MSF teams documented 71 violent incidents that occurred between January and July 2023, with medics treating injuries including bone fractures, wounds on arms and legs, black eyes and impaired vision.

At detention centres, hundreds of people are reportedly crammed into overcrowded cells such that they are forced to sleep in a sitting position, with sewage spills from overflowing septic tanks and clogged toilets.

There is insufficient food and inadequate water to drink or wash with.

“Combined with the awful conditions, this has contributed to the spread of infectious diseases such as acute watery diarrhoea, scabies and chicken pox,” Franco said.
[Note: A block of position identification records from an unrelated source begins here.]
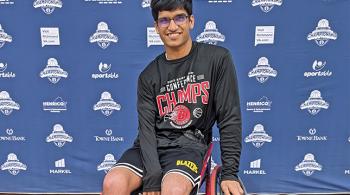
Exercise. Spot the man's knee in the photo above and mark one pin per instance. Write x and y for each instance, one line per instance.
(176, 184)
(120, 181)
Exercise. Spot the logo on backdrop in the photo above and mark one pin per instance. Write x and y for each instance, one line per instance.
(53, 71)
(255, 168)
(6, 2)
(13, 165)
(264, 104)
(56, 106)
(60, 168)
(104, 72)
(4, 37)
(48, 6)
(105, 2)
(211, 34)
(322, 34)
(264, 35)
(106, 104)
(219, 1)
(315, 103)
(103, 36)
(3, 73)
(59, 136)
(107, 163)
(258, 137)
(266, 5)
(262, 71)
(312, 136)
(11, 137)
(7, 105)
(318, 70)
(109, 137)
(309, 165)
(50, 36)
(146, 3)
(152, 37)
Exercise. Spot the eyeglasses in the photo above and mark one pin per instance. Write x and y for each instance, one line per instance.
(178, 19)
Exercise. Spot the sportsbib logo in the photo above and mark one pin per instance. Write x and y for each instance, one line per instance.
(146, 3)
(59, 136)
(103, 36)
(258, 137)
(48, 6)
(262, 71)
(53, 71)
(266, 5)
(322, 34)
(308, 166)
(180, 117)
(104, 68)
(315, 103)
(13, 165)
(318, 66)
(107, 163)
(7, 105)
(3, 74)
(211, 34)
(4, 37)
(106, 104)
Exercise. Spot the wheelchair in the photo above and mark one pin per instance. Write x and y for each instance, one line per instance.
(211, 177)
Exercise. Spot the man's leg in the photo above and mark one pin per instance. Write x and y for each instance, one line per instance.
(176, 184)
(120, 181)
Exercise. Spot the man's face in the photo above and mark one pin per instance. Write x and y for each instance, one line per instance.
(174, 27)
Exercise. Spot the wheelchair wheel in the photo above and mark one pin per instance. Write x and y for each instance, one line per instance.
(215, 181)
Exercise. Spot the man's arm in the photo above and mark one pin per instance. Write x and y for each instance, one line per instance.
(228, 117)
(147, 116)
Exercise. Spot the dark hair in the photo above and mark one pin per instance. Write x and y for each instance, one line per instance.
(170, 5)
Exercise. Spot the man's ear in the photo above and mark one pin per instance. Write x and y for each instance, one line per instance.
(191, 20)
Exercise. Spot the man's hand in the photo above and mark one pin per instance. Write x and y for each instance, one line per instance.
(231, 187)
(151, 193)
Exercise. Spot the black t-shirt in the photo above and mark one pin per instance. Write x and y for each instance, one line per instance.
(189, 93)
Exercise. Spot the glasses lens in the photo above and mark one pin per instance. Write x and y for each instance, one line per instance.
(180, 19)
(163, 22)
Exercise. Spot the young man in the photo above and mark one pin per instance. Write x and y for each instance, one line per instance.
(181, 94)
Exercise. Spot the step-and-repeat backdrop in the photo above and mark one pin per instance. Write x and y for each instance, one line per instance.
(68, 74)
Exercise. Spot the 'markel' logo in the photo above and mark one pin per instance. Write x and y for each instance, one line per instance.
(211, 35)
(106, 104)
(103, 36)
(322, 34)
(53, 71)
(146, 3)
(59, 136)
(266, 5)
(13, 165)
(4, 37)
(262, 70)
(7, 105)
(315, 103)
(48, 6)
(308, 166)
(258, 137)
(107, 163)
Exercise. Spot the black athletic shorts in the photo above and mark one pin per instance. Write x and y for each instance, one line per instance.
(183, 156)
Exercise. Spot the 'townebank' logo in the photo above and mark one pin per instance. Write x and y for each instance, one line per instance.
(103, 36)
(48, 6)
(322, 34)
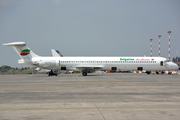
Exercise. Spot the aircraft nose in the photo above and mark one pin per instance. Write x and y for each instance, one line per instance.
(175, 66)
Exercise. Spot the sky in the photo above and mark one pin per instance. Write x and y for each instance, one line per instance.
(89, 27)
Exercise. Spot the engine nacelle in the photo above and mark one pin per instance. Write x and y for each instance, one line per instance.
(49, 63)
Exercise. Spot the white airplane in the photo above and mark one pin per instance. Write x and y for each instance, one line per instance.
(86, 64)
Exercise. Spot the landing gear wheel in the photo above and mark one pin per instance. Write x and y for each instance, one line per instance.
(84, 73)
(148, 72)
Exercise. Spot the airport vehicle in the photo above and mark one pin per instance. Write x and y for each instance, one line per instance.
(90, 64)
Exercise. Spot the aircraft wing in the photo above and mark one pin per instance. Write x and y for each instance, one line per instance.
(89, 67)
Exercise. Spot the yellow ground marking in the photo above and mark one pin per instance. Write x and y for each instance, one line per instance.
(90, 108)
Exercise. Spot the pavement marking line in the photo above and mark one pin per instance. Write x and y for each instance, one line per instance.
(86, 108)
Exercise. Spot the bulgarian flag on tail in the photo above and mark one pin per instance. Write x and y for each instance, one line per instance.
(25, 52)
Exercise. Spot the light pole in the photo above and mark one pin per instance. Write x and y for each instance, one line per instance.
(159, 44)
(151, 46)
(169, 44)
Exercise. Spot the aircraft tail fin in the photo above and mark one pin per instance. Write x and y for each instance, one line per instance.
(56, 53)
(22, 50)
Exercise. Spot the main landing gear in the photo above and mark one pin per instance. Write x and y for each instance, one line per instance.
(51, 73)
(84, 73)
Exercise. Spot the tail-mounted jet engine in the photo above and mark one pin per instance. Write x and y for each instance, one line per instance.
(49, 63)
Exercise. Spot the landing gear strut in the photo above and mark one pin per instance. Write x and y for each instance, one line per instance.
(84, 73)
(51, 73)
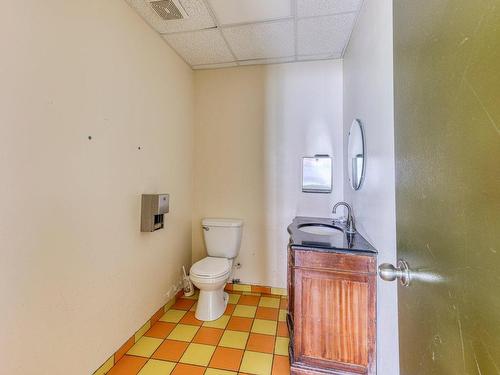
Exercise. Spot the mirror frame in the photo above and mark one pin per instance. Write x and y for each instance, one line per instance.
(358, 123)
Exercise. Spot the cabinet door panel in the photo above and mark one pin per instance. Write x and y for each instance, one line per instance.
(332, 319)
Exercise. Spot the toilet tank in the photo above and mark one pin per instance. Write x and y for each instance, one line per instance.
(222, 237)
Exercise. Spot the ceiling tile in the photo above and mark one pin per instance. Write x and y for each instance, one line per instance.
(307, 8)
(215, 66)
(199, 16)
(261, 40)
(200, 47)
(241, 11)
(267, 61)
(322, 35)
(321, 56)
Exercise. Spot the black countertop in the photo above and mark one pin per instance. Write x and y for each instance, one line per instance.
(339, 241)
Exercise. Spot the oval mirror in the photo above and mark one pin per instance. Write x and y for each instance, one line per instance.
(356, 155)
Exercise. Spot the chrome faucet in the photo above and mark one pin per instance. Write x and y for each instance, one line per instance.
(351, 226)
People held in Abu Salim and Ain Zara have reportedly been regularly denied access to lifesaving medical care and humanitarian assistance.

MSF teams reported being denied access to both detention centres.

In Abu Salim MSF teams documented more than 62 incidents of interference in their medical assistance.

MSF lost access to Ain Zara in early July and to Abu Salim in August.

These setbacks contributed to the decision to end activities in Tripoli.

The appalling situation in Libya’s detention centres is blamed on Europe’s harmful migration policies aimed at preventing people from leaving the North African country forcefully returning them.

A report by the International Office for Migration (IOM) shows how climate change acts as a threat multiplier, exacerbating the vulnerabilities of migrants in their countries of origin and in Libya.

The data suggests that climate-related events are indirect migration drivers through their negative impact on local economies and workers, particularly those reliant on agriculture.

IOM revealed 25 percent (2 418) migrants interviewed had experienced at least one climatic shock or stressor in the year prior to migrating to Libya and 15 percent estimated that this shock had had a severe impact on their wellbeing, for example on their food consumption and income levels.